Monday, August 22, 2005

A very different way to look at the future

I found that there were a number of things that were difficult to discuss here on SadTech because, to discuss them, I needed to lay out the technological platform that would underpin them all. For example, what do I think will happen with transportation in the future? What will happen with porn? What happens with healthcare? At the core, all of these questions center on the nature of the human body in a 2050 timeframe.

By putting it all together in a book, I am able to answer these questions comprehensively. Here is the book:


Wednesday, August 10, 2005


Think about how sad our current telephone system is:
  • When you pick up the phone you get a dial tone.

  • You dial in a totally arbitrary number. And which number do you dial? The person's home? Office? Cell?

  • The phone at the other end rings. If it is plugged in, the phone will ring even if it is 3AM and you are sound asleep. Even if it is a wrong number, it rings.

  • If the person is not there, you get a generic answering machine greeting. You can leave a message if you want.

  • If the person is there, you can speak over a 3 kilohertz voice-only channel.

  • If you are on a cell phone or a long distance call you get billed by the minute.

  • And let's not even get started on telemarketing...
We take that for granted because that is the way it has always been. But look at how pathetic that is. In just 10 or 20 years it is quite likely that we see immense changes. When you pick up the phone, you will say, "Get me Tom." Your phone, or your AI secretary, will know who Tom is in your context and call him.

At the other end, you will get Tom's AI secretary. The secretary may know you, will know whether or not Tom would want to talk to you, will know which channel to communicate on with Tom (home, office, cell, computer, whatever). If Tom is asleep or busy, the secretary will not even bother him. If Tom is available, the phone will not ring -- the secretary will say, "Tom, Marshall is on the line. Do you want to take the call or would you like me to take a message?" If Tom is busy or blowing me off, I will leave a message with the secretary. If it is an emergency I will be able to tell the secretary that and interrupt Tom.

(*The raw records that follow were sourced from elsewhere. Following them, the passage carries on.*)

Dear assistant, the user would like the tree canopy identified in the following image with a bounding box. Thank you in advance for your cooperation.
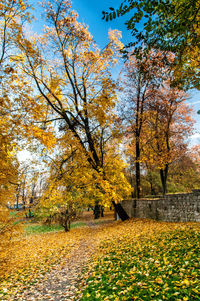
[103,0,200,89]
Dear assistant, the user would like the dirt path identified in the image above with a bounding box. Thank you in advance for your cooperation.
[13,222,110,301]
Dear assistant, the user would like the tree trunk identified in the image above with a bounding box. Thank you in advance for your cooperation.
[160,164,168,195]
[135,137,140,199]
[112,201,129,221]
[94,201,101,219]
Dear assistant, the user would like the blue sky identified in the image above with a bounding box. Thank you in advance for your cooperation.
[29,0,200,144]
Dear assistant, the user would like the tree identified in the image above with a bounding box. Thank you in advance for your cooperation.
[143,82,193,194]
[122,51,173,198]
[103,0,200,89]
[15,1,129,219]
[0,0,29,239]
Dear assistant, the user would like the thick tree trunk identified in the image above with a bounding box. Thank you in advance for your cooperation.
[94,201,101,219]
[135,137,140,199]
[112,201,129,221]
[160,164,168,195]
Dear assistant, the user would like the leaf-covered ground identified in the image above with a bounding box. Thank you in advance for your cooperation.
[0,220,200,301]
[78,221,200,301]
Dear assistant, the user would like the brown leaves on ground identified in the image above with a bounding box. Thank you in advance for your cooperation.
[0,220,197,301]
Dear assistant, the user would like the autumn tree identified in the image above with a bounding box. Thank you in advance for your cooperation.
[0,0,29,241]
[15,1,129,219]
[103,0,200,89]
[143,86,193,194]
[122,51,174,198]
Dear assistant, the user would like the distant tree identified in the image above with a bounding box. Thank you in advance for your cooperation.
[122,51,173,198]
[18,0,130,219]
[103,0,200,89]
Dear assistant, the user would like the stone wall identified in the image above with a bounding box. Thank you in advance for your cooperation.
[122,189,200,222]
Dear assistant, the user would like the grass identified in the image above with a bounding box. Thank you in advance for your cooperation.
[80,228,200,301]
[24,222,86,235]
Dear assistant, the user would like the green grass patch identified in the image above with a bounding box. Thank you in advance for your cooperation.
[79,228,200,301]
[25,222,86,235]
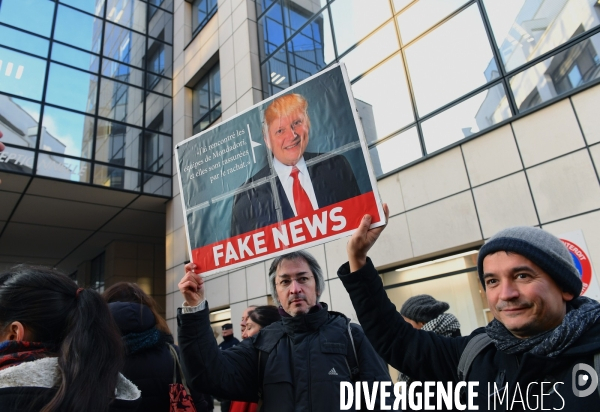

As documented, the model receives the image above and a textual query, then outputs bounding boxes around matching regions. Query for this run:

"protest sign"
[175,65,385,275]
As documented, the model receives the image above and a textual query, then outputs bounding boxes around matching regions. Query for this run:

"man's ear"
[1,321,25,341]
[562,290,575,302]
[263,134,271,150]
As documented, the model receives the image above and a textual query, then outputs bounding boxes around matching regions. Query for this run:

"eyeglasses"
[277,276,314,289]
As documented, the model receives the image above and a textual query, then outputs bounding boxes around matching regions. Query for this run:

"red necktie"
[290,166,314,216]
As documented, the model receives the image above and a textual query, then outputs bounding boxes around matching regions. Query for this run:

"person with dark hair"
[219,323,240,350]
[0,265,140,412]
[177,250,391,412]
[102,282,207,412]
[400,295,460,338]
[398,295,460,396]
[231,305,281,412]
[338,205,600,411]
[242,305,281,339]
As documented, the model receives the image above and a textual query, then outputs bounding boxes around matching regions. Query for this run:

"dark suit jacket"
[231,152,361,236]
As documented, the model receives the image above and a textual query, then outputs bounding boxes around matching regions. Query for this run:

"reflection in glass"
[0,94,40,148]
[40,106,94,159]
[398,0,467,44]
[146,93,173,134]
[102,59,144,87]
[0,0,54,37]
[98,78,143,126]
[405,4,498,116]
[0,47,46,100]
[54,5,102,53]
[392,0,414,12]
[0,26,49,57]
[283,0,327,38]
[59,0,104,16]
[342,21,398,80]
[369,127,423,177]
[106,0,147,33]
[331,0,392,54]
[95,119,142,168]
[421,84,511,153]
[144,132,173,174]
[52,43,100,73]
[148,0,173,13]
[103,23,146,67]
[46,63,98,113]
[261,49,291,96]
[256,0,277,16]
[483,0,600,71]
[35,153,91,183]
[0,146,35,174]
[144,173,171,197]
[146,39,173,78]
[192,0,217,33]
[192,64,221,134]
[148,6,173,44]
[258,4,285,60]
[94,164,140,192]
[352,55,414,143]
[284,11,335,83]
[510,34,600,111]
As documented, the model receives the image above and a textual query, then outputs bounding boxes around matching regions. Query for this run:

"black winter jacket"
[108,302,207,412]
[0,358,143,412]
[177,303,390,412]
[338,260,600,412]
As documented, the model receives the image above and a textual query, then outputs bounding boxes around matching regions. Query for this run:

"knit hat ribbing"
[477,226,583,297]
[400,295,450,323]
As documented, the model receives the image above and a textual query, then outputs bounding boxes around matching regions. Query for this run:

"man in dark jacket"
[177,251,390,412]
[338,206,600,411]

Video phones? Probably. Webcams and things like Apple's iSight make that possible and easy today. It is interesting that a long-distance video call with the iSight camera is FREE, while a normal long-distance or cell call costs money. All phone calls should be free in the not-too-distant future because of the Internet.

Going out to 2050, the idea of a telephone is a total anachronism. People will laugh at the concept. They will be meeting and greeting each other is fully immersive 3D environments all the time. It is quite likely you will be able to give your friend a hug. If Wired magazine is correct, virtual sex will be commonplace. See Manna for a description of where we end up with Vertebrane.